Abstract:Image super-resolution pursuits reconstructing high-fidelity high-resolution counterpart for low-resolution image. In recent years, diffusion-based models have garnered significant attention due to their capabilities with rich prior knowledge. The success of diffusion models based on general text prompts has validated the effectiveness of textual control in the field of text2image. However, given the severe degradation commonly presented in low-resolution images, coupled with the randomness characteristics of diffusion models, current models struggle to adequately discern semantic and degradation information within severely degraded images. This often leads to obstacles such as semantic loss, visual artifacts, and visual hallucinations, which pose substantial challenges for practical use. To address these challenges, this paper proposes to leverage degradation-aligned language prompt for accurate, fine-grained, and high-fidelity image restoration. Complementary priors including semantic content descriptions and degradation prompts are explored.
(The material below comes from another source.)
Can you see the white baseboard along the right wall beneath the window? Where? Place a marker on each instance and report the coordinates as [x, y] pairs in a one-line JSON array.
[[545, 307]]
Specifically, on one hand, image-restoration prompt alignment decoder is proposed to automatically discern the degradation degree of LR images, thereby generating beneficial degradation priors for image restoration. On the other hand, much richly tailored descriptions from pretrained multimodal large language model elicit high-level semantic priors closely aligned with human perception, ensuring fidelity control for image restoration. Comprehensive comparisons with state-of-the-art methods have been done on several popular synthetic and real-world benchmark datasets. The quantitative and qualitative analysis have demonstrated that the proposed method achieves a new state-of-the-art perceptual quality level, especially in real-world cases based on reference-free metrics.